31 March 2016

Getting Started With Git

Okay, let’s assume you’ve used version control systems before and perhaps you’ve even used Git. Great! However, you’re still a bit confused about how it all works and what you should be doing. Groovy! That makes you just like every other Git user at some point in their lives. This is a primer (or refresher) on Git.

On the other hand, if you have a complete mastery of when rebasing makes sense and under what circumstances a forced push is useful then TL;DR and move on. Have a nice day. Better yet, send me a pull request on how this could be made better.

Installation

It won’t come as much of a surprise to learn that in order to use Git you’ll need to have it installed on your computer. Let’s get that out of the way first.

Windows

There are several approaches to installing Git on Windows. My personal preference is to use Git for Windows as it provides a pretty decent BASH implementation, a decent Git GUI (if you’re in to that kind of thing), and shell integration. If you prefer to spend your time in PowerShell you’ll probably prefer posh-git. Of course, you can also just install from the Git download page.

OS X

Congratulations! You already have Git. However, the version you have is likely pretty outdated. You can download the latest from the Git download page or, if you prefer, use a tool like Homebrew to install it and stay up to date.

Linux

Congratulations! The architect of your operating system is also the guy that created Git so you’re off to a great start. You probably already have Git, but if not then it’s certainly easy to find thanks to your distribution’s package manager (apt-get, rpm, or whatever). Using a distribution that doesn’t have a package manager or you’re not familiar with how to install software on your Linux computer? Well, you’re probably used to reading HOWTO documents already so… do that.

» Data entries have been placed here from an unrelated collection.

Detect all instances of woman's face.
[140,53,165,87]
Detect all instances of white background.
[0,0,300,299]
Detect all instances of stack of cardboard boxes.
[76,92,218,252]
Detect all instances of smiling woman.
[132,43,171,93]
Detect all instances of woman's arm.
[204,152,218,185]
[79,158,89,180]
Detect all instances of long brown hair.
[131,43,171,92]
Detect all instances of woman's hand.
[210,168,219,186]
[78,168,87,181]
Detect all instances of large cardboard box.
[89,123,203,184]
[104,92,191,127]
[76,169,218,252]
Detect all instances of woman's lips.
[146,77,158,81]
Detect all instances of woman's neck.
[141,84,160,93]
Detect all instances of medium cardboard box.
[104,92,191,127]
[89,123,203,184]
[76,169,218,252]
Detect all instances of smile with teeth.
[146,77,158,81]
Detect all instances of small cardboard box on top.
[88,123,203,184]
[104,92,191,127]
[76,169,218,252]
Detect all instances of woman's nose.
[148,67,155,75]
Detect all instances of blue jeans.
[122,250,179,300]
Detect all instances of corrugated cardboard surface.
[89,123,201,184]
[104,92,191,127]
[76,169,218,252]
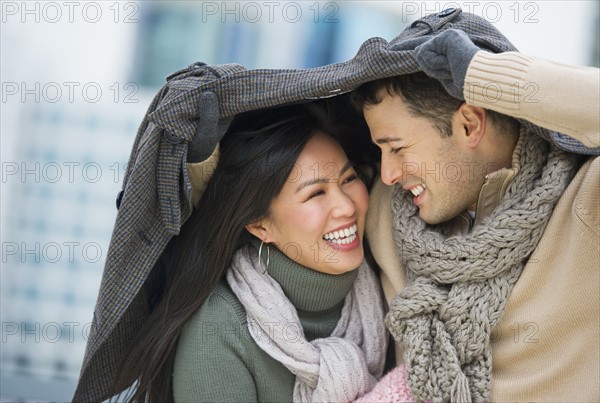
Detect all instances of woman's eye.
[308,190,325,200]
[343,174,358,183]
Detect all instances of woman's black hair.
[114,98,371,402]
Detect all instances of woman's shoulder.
[183,279,248,334]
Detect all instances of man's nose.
[381,154,402,186]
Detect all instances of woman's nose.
[333,189,356,217]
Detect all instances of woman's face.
[251,132,369,274]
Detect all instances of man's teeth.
[323,224,358,245]
[410,185,425,196]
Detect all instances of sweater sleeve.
[463,51,600,147]
[173,290,258,402]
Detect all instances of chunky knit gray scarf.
[385,131,577,402]
[227,247,387,402]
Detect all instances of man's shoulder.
[571,157,600,236]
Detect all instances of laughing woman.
[116,104,387,402]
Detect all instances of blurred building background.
[0,1,600,401]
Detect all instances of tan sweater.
[367,52,600,402]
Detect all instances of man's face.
[364,90,483,224]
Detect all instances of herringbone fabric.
[73,9,596,401]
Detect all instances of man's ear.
[452,102,487,147]
[246,219,273,243]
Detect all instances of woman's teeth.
[410,184,425,196]
[323,224,358,245]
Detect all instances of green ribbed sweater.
[173,243,357,402]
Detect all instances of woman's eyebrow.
[373,137,402,144]
[295,161,354,193]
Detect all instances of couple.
[72,10,600,401]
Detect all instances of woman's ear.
[453,102,487,147]
[246,219,271,242]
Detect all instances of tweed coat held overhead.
[73,9,590,401]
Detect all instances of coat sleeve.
[173,291,258,402]
[464,51,600,147]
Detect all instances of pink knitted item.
[355,364,415,403]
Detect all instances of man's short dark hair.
[352,72,519,137]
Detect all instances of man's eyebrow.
[295,161,354,193]
[373,137,402,144]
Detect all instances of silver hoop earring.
[258,241,271,274]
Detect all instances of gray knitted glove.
[187,91,232,163]
[414,29,480,99]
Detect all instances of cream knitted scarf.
[227,247,387,402]
[386,131,577,402]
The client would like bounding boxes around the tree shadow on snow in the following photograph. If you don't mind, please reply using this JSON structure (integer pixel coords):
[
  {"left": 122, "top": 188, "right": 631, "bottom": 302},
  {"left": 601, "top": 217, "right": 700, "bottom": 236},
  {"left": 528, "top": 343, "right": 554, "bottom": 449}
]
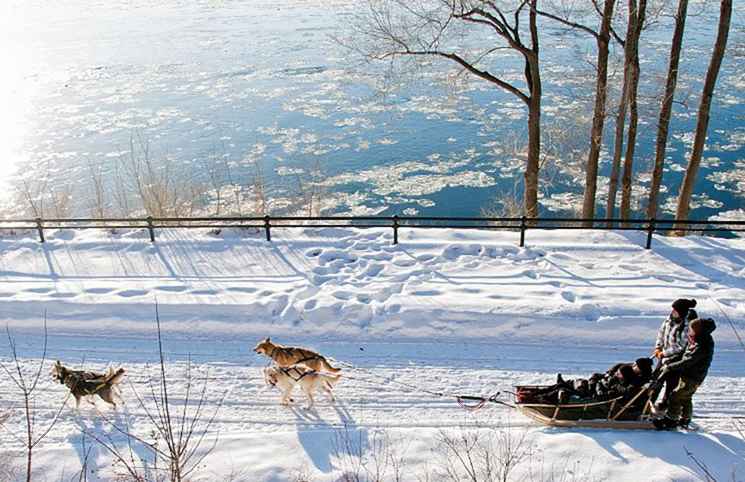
[
  {"left": 68, "top": 407, "right": 153, "bottom": 480},
  {"left": 290, "top": 400, "right": 368, "bottom": 473},
  {"left": 577, "top": 430, "right": 745, "bottom": 480}
]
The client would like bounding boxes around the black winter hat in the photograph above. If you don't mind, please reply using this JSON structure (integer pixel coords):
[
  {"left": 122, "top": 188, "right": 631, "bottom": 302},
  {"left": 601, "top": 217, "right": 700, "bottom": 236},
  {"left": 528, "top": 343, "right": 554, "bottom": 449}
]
[
  {"left": 634, "top": 358, "right": 652, "bottom": 378},
  {"left": 673, "top": 298, "right": 696, "bottom": 319}
]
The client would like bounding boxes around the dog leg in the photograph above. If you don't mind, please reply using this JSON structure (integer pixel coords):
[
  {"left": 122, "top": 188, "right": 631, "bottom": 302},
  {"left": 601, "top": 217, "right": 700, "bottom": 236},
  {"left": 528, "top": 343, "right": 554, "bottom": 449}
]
[
  {"left": 280, "top": 387, "right": 293, "bottom": 405},
  {"left": 305, "top": 388, "right": 315, "bottom": 410},
  {"left": 322, "top": 383, "right": 336, "bottom": 402}
]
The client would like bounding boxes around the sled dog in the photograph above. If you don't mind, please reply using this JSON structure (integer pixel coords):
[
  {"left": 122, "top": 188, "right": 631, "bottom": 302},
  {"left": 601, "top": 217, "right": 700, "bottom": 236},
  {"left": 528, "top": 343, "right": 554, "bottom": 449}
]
[
  {"left": 264, "top": 365, "right": 341, "bottom": 409},
  {"left": 254, "top": 337, "right": 341, "bottom": 373},
  {"left": 52, "top": 360, "right": 125, "bottom": 408}
]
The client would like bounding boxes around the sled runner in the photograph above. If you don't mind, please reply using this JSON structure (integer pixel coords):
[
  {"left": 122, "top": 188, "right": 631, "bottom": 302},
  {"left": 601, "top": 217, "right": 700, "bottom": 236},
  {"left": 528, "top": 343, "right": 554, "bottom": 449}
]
[{"left": 515, "top": 384, "right": 654, "bottom": 430}]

BeOS/MS-DOS/Minux/OS2/NetWare

Seriously? I mean, cool. Good for you, buddy.

Git GUI’s

I found this quote regarding Git recently:

“The problem with Git is that it’s so ancient that we have to use the command line or Terminal if you’re a Mac user in order to access it, typing in snippets of code like ‘90s hackers. This can be a difficult proposition for modern computer users. That’s where GitHub comes in.”

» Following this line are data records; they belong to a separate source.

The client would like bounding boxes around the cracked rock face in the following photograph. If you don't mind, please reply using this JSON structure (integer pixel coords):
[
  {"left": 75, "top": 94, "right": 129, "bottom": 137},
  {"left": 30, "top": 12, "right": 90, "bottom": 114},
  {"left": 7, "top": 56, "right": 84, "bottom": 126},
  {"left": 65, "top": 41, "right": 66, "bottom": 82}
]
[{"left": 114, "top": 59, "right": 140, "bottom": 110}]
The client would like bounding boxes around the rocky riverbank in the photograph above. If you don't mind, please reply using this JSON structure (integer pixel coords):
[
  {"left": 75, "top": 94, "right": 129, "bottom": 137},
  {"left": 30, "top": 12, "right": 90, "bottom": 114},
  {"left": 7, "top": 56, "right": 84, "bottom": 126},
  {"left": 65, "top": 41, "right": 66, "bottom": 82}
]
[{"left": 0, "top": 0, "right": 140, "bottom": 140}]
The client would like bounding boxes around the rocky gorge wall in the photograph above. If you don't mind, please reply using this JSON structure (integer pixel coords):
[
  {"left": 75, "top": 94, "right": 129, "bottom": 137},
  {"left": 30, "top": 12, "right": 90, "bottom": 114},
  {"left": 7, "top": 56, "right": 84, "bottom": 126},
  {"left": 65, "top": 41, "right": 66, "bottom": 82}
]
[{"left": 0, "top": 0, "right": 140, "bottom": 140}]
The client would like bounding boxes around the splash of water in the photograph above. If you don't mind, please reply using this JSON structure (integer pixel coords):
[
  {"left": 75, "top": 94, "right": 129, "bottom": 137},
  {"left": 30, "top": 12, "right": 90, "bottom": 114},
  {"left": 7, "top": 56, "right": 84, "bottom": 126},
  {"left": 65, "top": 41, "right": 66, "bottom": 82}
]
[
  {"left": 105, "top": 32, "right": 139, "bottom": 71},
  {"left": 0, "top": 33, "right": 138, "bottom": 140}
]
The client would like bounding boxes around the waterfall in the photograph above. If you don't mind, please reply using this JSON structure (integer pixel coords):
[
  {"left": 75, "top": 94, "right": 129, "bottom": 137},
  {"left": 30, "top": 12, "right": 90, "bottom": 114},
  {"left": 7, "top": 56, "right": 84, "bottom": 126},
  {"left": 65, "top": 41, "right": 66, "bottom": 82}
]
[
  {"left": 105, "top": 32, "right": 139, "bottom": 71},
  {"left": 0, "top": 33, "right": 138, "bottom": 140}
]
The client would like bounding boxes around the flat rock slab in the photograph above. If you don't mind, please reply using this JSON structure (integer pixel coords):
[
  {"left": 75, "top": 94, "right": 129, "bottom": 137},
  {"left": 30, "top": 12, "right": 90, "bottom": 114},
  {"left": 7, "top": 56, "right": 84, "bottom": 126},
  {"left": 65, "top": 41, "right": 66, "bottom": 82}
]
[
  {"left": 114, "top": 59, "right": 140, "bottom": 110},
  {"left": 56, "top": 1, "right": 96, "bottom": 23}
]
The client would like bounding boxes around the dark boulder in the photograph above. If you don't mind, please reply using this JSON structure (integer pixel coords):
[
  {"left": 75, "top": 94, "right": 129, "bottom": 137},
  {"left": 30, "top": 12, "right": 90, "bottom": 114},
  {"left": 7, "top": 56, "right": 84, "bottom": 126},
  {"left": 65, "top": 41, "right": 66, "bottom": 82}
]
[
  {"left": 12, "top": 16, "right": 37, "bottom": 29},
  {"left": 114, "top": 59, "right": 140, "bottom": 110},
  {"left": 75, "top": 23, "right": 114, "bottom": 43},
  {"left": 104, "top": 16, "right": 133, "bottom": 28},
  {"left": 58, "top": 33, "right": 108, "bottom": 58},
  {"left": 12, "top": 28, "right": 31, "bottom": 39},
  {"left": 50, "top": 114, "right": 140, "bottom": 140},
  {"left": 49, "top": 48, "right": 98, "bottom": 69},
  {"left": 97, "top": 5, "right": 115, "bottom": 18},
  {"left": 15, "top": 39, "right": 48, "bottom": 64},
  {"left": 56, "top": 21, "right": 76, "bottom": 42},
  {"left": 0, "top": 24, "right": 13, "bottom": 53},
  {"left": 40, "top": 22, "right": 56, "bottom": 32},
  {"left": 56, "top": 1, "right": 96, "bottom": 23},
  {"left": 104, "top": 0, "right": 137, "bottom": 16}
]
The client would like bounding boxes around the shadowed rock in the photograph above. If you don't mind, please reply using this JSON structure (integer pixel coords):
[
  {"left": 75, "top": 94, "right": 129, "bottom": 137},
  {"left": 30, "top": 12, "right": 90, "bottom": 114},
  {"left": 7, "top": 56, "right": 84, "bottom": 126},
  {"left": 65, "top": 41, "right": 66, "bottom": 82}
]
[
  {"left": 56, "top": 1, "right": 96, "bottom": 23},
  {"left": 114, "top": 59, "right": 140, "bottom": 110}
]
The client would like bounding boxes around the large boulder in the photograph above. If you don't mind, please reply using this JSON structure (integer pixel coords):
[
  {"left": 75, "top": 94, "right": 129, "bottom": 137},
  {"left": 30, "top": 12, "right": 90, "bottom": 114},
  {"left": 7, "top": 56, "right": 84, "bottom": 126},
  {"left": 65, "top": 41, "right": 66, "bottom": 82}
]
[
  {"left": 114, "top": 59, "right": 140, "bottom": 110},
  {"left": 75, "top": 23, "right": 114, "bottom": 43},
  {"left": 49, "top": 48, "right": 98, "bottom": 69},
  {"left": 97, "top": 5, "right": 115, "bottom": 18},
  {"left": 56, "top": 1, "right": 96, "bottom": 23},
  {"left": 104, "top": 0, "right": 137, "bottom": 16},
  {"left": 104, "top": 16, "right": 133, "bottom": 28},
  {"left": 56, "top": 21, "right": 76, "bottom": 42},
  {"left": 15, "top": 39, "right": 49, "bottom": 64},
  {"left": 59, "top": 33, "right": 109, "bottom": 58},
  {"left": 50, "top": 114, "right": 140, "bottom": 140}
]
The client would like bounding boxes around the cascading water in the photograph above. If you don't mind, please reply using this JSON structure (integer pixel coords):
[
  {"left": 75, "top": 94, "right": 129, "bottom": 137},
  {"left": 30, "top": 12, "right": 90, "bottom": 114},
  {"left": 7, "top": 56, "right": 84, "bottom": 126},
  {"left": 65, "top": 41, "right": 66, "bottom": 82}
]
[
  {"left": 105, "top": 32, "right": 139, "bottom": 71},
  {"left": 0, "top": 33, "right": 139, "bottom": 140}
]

Typing simple commands on a (gasp) command line is difficult? If that’s the case for you then perhaps you should visit your guidance counselor and talk about an exciting career in TV and VCR repair. Seriously, learning Git means learning Git which is not a pretty graphical interface. Are those available? Sure! They’re out there. They can be nice to use, too. Do yourself a huge favor, however, and learn the tool then learn the other goodies. Oh, and the notion that GitHub is just a graphical interface for Git? Just ignore that.

Setup

Git uses dotfiles (literally, files with names that begin with a full stop a.k.a., “period” or “dot”) to store configuration values. The ones you’ll generally be concerned with are .gitconfig and .gitignore_global which are usually in your home folder (or in %USERPROFILE% on Windows) and .gitignore which is generally found in each repository. Open these up and poke around. They’re in the INI file format and are quite easy to change.

Repositories

A Git repository is nothing more than a folder that has been initialized using git init and therefore contains a .git folder in it that contains the goodies Git needs to keep track of things. It isn’t magical. It’s merely a folder that has been initialized for Git. Go ahead and poke around in there. It’s pretty interesting stuff!

Think of your .git folder as Git’s database. In that database is everything Git knows about the files, branches, and history of everything. The folder that holds the .git sub-folder? That’s a single checkout from your Git database that’s been put in your working folder. If you come from a centralized (or client-server) version control system like CVS or Perforce you can think of the .git folder as the VCS server and the folder that contains the .git folder as your workspace.

Modifying, Staging, and Committing

Okay, so a version control system is all about keeping track of changes, right? Well, with Git there are three states that a file can be in when it comes to Git; modified, staged, and committed. Committed just means that the file hasn’t changed. Modified means that the file has changed, but those changes have not been committed. Staged means that the file has been changed (which includes moves, deletes, and new files) and has been marked in the index to go as a part of your next commit.

You’re going to run across the term HEAD fairly often when using Git. HEAD is simply a pointer to the last commit you made. You can learn more here.

Staging

To stage changes that you’ve made to your working copy you use commands like git add <filename>, git add *, and git rm <filename>. This adds the change(s) to Git’s index which means that they are staged, but not committed.

Add

To add staged change use git add <filename>, git add *, git add . git add -A, or whatever variant gets the job done for you.

Remove

To remove a staged change use git rm <filename>, git rm *`, or whatever variant gets the job done for you.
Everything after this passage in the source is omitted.